Талунда не испугался меча крестоносца, он только просветлел, поднял глаза к небу, словно в ожидании некоей милости. Но когда крестоносец вложил свой меч в ножны, старый кривис остался недоволен и насмешливо сказал:

— Ты, сучья порода, теперь можешь сделать со мной все; и чем более жестоко ты со мной поступишь, тем большими милостями осыплют меня мои боги на небесах.

— Мы покажем тебе небеса, чертов выродок, — скрипнул зубами брат Ганс Звибак, но делать было нечего, так как требовался проводник.

— Скажи, где остальные ваши мужчины?

— А вот где — горят, — и кривис показал на пылающую избу.

— А другие, молодые?

— Уехали.

— Куда уехали?

— Крестоносцев ловить и душить!.. И я вчера одного вашего убил!

Ганс Звибак выпучил глаза и удивился: он узнал того жемайтийца, который вчера в лесу на склоне пронзил копьем брата Рудольфа. Ударил его по лицу железной перчаткой, выругался, а потом, сообразив, что жемайтиец может выдать вчерашнюю тайну, которая обесчестит его, мечом отрубил кривису голову.

Что-то бормоча и вытирая меч, Ганс Звибак отошел в сторону.

— А ты кто такой, христианин или язычник? — спросил он, приблизившись к Кулгайлису.

Кулгайлис подумал и ответил:

— Крещен я, но тоже ваших богов сжигал!

— Видите, отважный рыцарь, какие закоренелые эти язычники — ни огня, ни меча не боятся; одного срубил, второй просится, — не зная, что делать, обратился Ганс Звибак к рыцарю Дранку.

— Мы подарим тебе жизнь. Хочешь ли принять нашу святую веру и пойти с нами? — настойчиво спросил рыцарь Дранк.

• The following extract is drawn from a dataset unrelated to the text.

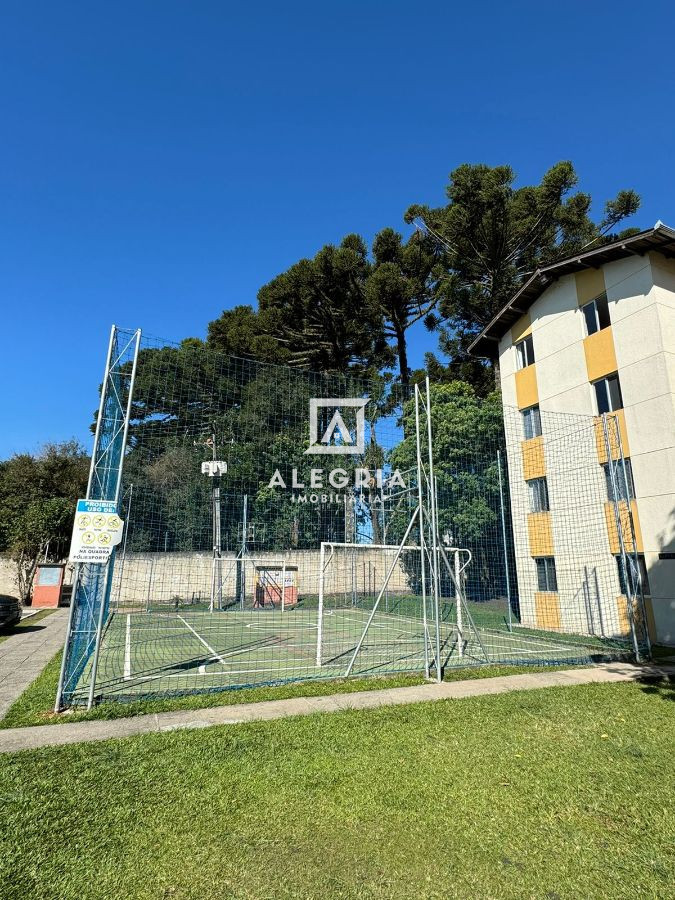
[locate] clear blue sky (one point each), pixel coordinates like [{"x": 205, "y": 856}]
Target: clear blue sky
[{"x": 160, "y": 161}]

— Уж лучше мне умереть, чем вам, собакам, служить, — уже без колебаний ответил Кулгайлис.

— Нет, ты не умрешь, ты пойдешь вместе с нами и покажешь нам дорогу в замок Книстаутаса: если проведешь, свободу получишь, сможешь даже не креститься, а если нет, тогда горе тебе! — И граф, скрипнув зубами и стиснув кулак, пригрозил Кулгайлису.

Потом он подошел к стайке пойманных женщин; их окружали всадники, которые приставали к молоденьким. Подошел и спросил:

— Ну, а вы кто такие, язычницы или христианки?

Женщины закричали и еще сильнее прижались друг к дружке.

Рыцарь Дранк махнул рукой и отошел в сторону.

— Отвечайте, хотите вы язычницами умереть или христианками жить? — спросил Ганс Звибак, пожирая женщин недобрыми глазами.

Женщины плакали, кричали, дочери прижимались к матерям и даже не понимали, чего от них хотят. И Ганс Звибак, махнув рукой, тоже отошел в сторону. К стайке женщин приблизился Оскар Фукс и начал разглядывать их. Насмотревшись, спросил:

— Ну, красавицы, которая меня полюбит, той подарю шелковый платок и золотое кольцо… Ну, красавицы, которая? — повторил он и ущипнул одну красавицу.

Женщина плюнула крестоносцу в лицо и, крикнув: «Не дождаться тебе этого, собака!» — бросилась в пылающую избу.

Ни рыцарь Дранк, ни Ганс Звибак не ожидали такого упрямства со стороны жемайтийцев. Они сами испугались собственной жестокости. Дольше нечего было задерживаться. Оставив пылающую деревню и плачущих женщин, крестоносцы вскочили на лошадей и пустились в путь. С собой они взяли и Кулгайлиса: посадили его на лошадь, а чтобы он не сбежал, с обеих сторон приставили кнехтов.

Кулгайлис больше не сопротивлялся. Он пылал местью и повел отряд крестоносцев поближе к Дубисе. Кулгайлис надеялся, что здесь, по пути, им встретится отряд жемайтийцев. А на тот случай, если они никого не встретят, Кулгайлис решил подольше задерживаться в пути, чтобы кто-нибудь заметил их и передал весть в замок Книстаутаса.